The Day - schooling life

This is really a day of darkness to me. After struggling for such a few moment, I finally did wrote something in my test paper. All the words seen to be falling. I was so nervous that all the point wasn't be able to come out from my mind. All the thing I remember is 'ionisation energy' and nothing else. I was still brooding about it. After all the effort I put in for the test today, i wastage. I didn't do well in the test today. Felt like letting my teacher down. Maybe just letting myself down. Just hope that I can be able to get the minimum score that i desire.

Finally, it's almost time for me to say goodbye to all my friends and teachers in this school. During the past year and a half, we went through all the tribulations and suffers together. Even laugh and cry together. There is even some friction between us- friends, but no grudge that accumulate that long. The friction seen to be forgotten after a few days time. All thing will back to the initial condition.


I was lucky that there are still some friends would like me to analyst their problem and helping them solving the problem really elate me greatly. Sometime, they also share their feeling with me so that I can help to comfort them. I doesn't felt vexed or annoyed listening to all the stuff they told me. Along with the story that has been told, I was able to grasp some knowledge and ways to handling troublesome stuff. It was a very good experience to me as I not only study in school nut also act as an ears for other to share their thought and troubles and even problems with me. I don't admit that I have been a great help to them but I did put in my effort and crack my mind to solve the problem. Sometime they even lent me their ears so that I can pour all problem to them. This make me felt like they also care a lot about me.

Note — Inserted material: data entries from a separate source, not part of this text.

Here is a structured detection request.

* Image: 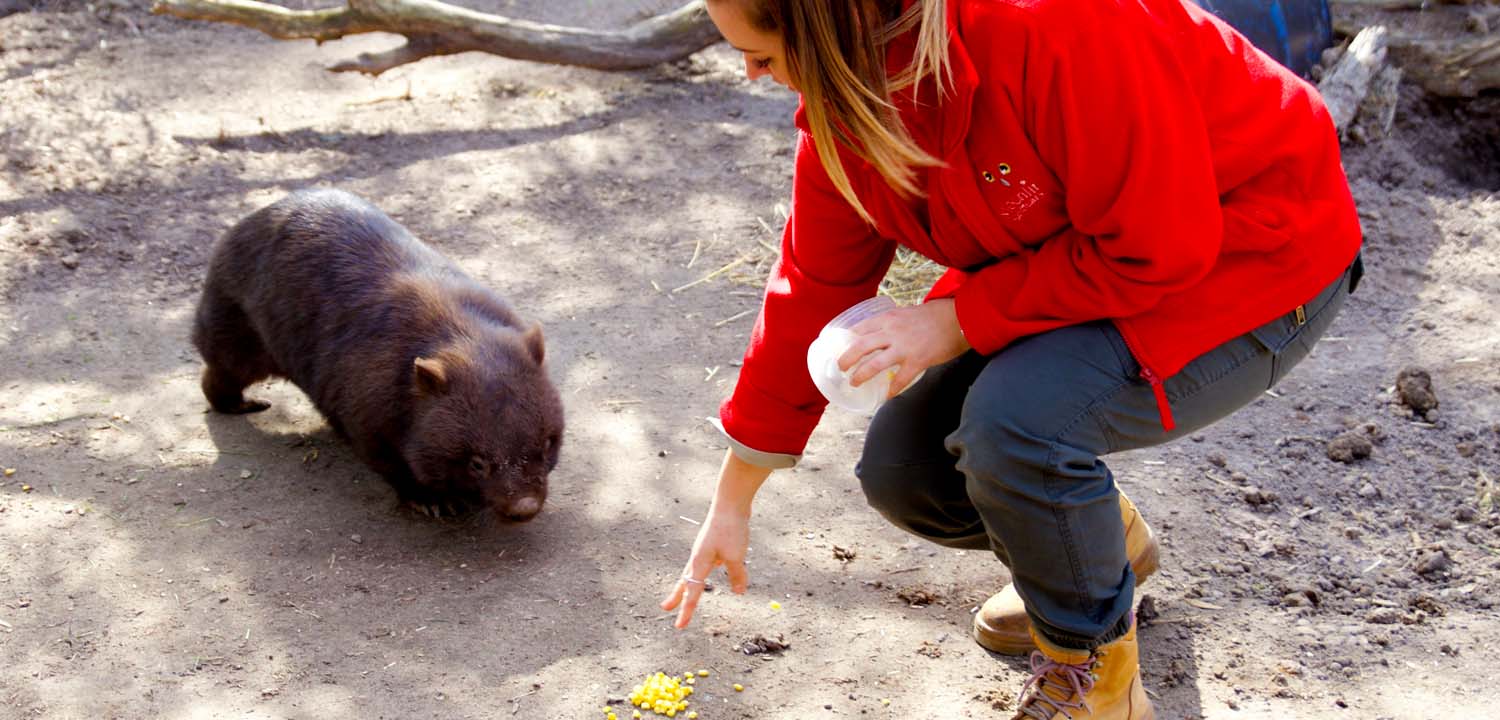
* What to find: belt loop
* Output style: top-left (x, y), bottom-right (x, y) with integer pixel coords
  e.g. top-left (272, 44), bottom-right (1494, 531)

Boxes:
top-left (1294, 305), bottom-right (1307, 326)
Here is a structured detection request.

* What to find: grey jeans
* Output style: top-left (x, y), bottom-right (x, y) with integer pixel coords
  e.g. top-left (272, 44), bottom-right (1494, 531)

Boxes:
top-left (856, 264), bottom-right (1353, 650)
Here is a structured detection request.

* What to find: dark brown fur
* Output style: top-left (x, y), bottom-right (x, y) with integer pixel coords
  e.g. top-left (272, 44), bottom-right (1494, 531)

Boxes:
top-left (192, 188), bottom-right (563, 521)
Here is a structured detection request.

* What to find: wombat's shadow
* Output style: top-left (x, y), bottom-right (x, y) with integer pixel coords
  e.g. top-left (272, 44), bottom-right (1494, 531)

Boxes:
top-left (198, 378), bottom-right (535, 535)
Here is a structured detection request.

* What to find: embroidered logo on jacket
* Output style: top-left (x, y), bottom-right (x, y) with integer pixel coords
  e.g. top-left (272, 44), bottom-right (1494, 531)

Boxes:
top-left (981, 162), bottom-right (1046, 222)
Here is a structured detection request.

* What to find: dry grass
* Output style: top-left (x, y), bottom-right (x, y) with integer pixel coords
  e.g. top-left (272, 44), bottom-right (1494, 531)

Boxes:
top-left (721, 204), bottom-right (947, 306)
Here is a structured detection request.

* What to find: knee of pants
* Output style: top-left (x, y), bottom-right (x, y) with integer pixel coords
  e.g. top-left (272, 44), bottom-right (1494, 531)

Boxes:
top-left (948, 404), bottom-right (1057, 488)
top-left (854, 456), bottom-right (911, 523)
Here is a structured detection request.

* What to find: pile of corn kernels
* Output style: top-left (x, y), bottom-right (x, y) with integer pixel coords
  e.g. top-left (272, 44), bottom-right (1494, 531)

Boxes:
top-left (601, 669), bottom-right (737, 719)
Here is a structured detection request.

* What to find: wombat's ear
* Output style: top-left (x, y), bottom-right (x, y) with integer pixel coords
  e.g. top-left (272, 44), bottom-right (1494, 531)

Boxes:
top-left (522, 323), bottom-right (545, 365)
top-left (413, 357), bottom-right (449, 395)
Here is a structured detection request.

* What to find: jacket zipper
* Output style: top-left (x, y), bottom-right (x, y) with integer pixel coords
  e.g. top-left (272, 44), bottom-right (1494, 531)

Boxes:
top-left (1113, 320), bottom-right (1176, 432)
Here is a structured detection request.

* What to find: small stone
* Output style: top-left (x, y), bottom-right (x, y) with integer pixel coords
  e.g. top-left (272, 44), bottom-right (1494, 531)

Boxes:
top-left (1409, 593), bottom-right (1445, 616)
top-left (1207, 453), bottom-right (1227, 468)
top-left (1357, 482), bottom-right (1379, 499)
top-left (1328, 432), bottom-right (1373, 463)
top-left (1413, 548), bottom-right (1453, 576)
top-left (1243, 487), bottom-right (1277, 506)
top-left (1136, 594), bottom-right (1160, 626)
top-left (1365, 608), bottom-right (1402, 625)
top-left (60, 255), bottom-right (80, 270)
top-left (1465, 10), bottom-right (1490, 34)
top-left (349, 534), bottom-right (363, 544)
top-left (1455, 506), bottom-right (1477, 523)
top-left (1396, 367), bottom-right (1438, 414)
top-left (1456, 442), bottom-right (1478, 458)
top-left (239, 469), bottom-right (254, 479)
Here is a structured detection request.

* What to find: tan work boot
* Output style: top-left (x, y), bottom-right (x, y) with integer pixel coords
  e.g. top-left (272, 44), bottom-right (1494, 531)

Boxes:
top-left (1011, 617), bottom-right (1154, 720)
top-left (974, 491), bottom-right (1160, 655)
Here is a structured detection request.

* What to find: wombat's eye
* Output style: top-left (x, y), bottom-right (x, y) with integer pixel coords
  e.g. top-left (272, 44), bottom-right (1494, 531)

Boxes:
top-left (468, 457), bottom-right (488, 474)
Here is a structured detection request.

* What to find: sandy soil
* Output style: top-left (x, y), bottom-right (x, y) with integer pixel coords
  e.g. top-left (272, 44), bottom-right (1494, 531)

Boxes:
top-left (2, 2), bottom-right (1498, 718)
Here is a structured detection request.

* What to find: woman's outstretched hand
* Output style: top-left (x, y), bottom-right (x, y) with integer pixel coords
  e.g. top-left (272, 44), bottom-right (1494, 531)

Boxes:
top-left (839, 298), bottom-right (970, 394)
top-left (661, 509), bottom-right (751, 629)
top-left (661, 450), bottom-right (771, 629)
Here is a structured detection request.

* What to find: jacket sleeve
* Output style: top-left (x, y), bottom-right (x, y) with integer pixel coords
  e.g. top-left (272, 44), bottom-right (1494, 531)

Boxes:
top-left (718, 128), bottom-right (896, 459)
top-left (945, 4), bottom-right (1224, 356)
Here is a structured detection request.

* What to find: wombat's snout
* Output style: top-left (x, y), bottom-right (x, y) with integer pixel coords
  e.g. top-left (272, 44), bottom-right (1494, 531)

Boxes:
top-left (499, 494), bottom-right (544, 522)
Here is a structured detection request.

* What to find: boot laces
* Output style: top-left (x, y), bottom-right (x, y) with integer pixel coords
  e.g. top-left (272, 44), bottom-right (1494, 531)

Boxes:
top-left (1016, 650), bottom-right (1098, 719)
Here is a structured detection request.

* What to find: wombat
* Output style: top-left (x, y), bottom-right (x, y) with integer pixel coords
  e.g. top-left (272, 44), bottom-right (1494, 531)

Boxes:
top-left (192, 188), bottom-right (563, 521)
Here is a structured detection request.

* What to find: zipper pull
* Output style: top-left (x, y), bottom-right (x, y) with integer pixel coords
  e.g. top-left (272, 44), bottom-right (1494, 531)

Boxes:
top-left (1141, 367), bottom-right (1176, 432)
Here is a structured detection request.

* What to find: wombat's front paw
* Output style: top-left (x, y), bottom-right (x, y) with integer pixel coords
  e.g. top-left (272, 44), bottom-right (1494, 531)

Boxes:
top-left (401, 499), bottom-right (466, 519)
top-left (215, 398), bottom-right (271, 414)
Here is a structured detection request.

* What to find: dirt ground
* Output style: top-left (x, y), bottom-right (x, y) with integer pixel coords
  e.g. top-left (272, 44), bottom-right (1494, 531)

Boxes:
top-left (2, 2), bottom-right (1498, 718)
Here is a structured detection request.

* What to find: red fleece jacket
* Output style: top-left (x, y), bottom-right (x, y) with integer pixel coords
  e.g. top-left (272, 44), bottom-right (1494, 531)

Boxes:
top-left (719, 0), bottom-right (1363, 457)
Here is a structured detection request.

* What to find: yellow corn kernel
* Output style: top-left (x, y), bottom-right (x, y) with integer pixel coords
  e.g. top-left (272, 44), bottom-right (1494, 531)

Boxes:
top-left (685, 677), bottom-right (695, 685)
top-left (666, 710), bottom-right (676, 718)
top-left (687, 714), bottom-right (698, 720)
top-left (3, 468), bottom-right (15, 476)
top-left (632, 712), bottom-right (642, 720)
top-left (607, 715), bottom-right (617, 720)
top-left (604, 708), bottom-right (613, 714)
top-left (881, 698), bottom-right (891, 706)
top-left (733, 684), bottom-right (744, 692)
top-left (696, 670), bottom-right (709, 677)
top-left (769, 601), bottom-right (781, 610)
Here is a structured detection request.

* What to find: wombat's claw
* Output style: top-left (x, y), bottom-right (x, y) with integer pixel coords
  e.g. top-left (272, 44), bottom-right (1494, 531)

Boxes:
top-left (445, 502), bottom-right (460, 517)
top-left (218, 399), bottom-right (271, 414)
top-left (400, 500), bottom-right (439, 518)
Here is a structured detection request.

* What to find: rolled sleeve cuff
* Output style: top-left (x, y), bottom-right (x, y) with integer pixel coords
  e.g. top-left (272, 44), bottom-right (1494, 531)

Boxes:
top-left (708, 417), bottom-right (800, 470)
top-left (717, 372), bottom-right (825, 456)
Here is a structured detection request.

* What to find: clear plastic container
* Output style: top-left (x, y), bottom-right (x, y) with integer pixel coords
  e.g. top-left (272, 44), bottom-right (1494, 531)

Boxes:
top-left (806, 296), bottom-right (925, 414)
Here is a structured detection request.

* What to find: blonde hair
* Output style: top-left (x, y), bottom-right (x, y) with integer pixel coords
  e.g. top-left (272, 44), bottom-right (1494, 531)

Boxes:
top-left (729, 0), bottom-right (953, 225)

There was some moment that I can't hold on my anger and just shout at other. Till now, I still can't figure out why I was so angry at that moment. I think it was linked to my characteristic and my personal mindset. I can even lose my temper over a minor stuff. It may be due to other criticised bout me or because they were late for some event that I was responsible to fetch them. I don't know. what I can say now is I'm sorry to all my mates. I don't care who you are or did I scold you, but I really thanks for your forgiving. I admit that I was a bit obstinate and autocratic but still I care a lot for my friends. They are always the first one to help me when I'm in trouble. Even though most of my friendship don't last long as lacking of contact but I still felt glad having all of them as my friends and not foes.


I also wanna thanks all my teachers and friends and even my family for helping me all this while. Maybe I don't dare to tell them directly as I was shrinking away when there is a chance but I really wish to thanks them. Thank you... thank you... thank you... Thanks for all the help throughout the years.


Right now, I was felling so anguish and sorry for letting my tutor down. I didn't do well in the exam. I don't think I can be able to obtain the result they expected but I hope that I can be able to pass with a better results.


Hope that all the grudges and vengeance and even the disaster of the year will pass as I can be able to step in to the next year with the people from all around the world even though There's still a month before the year end. I also hope that I can success in all the things that I'm doing then.